This is the first major study to focus solely on the victor sayings and should prove invaluable to scholars and students of Revelation and apocalyptic literature. It demonstrates that the motif of victory is Revelation’s macrodynamic theme. Chiasmus is proposed as the book’s macrostructure, based in part on the chiastic nature of the promises to the victors, with the later fulfillment of these promises in the book. The proposed forms for the seven letters–forms such as edicts, oracles, and epistles–are examined, and it is concluded that they are a mixtum compositum best called ‘prophetic letters.’ The sociological significance of victory is explored within the Greco-Roman world.
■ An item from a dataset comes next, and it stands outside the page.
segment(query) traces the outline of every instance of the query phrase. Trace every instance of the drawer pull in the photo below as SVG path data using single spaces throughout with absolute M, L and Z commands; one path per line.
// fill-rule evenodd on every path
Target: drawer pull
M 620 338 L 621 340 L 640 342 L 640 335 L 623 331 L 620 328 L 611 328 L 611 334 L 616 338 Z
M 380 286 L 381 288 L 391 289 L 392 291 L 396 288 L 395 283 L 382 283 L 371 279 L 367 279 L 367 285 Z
The text of the promises and their co-texts (as reflected intertextually in traditions of biblical literature) receive thorough examination. The eschatological fulfillment of the victor sayings is surveyed in Revelation’s later chapters, especially in chapters 21-22, where the new Jerusalem is depicted. The study concludes with an investigation of the ways that the promises were appropriated for the time and the text world of Revelation.
Sobre o autor
Mark Wilson serves as the director of the Asia Minor Research Center in Izmir, Turkey, where he lives much of the year with his wife, Dindy. He is a research associate in the Department of Old Testament and Ancient Near Eastern Studies at the University of South Africa and serves as an adjunct professor of early Christianity at several seminaries. An author and editor of a number of books and articles, Wilson has released three other volumes on Revelation. He is a member of eight biblical and archaeological societies and often leads study tours in Turkey to the ‘seven churches’ of Revelation.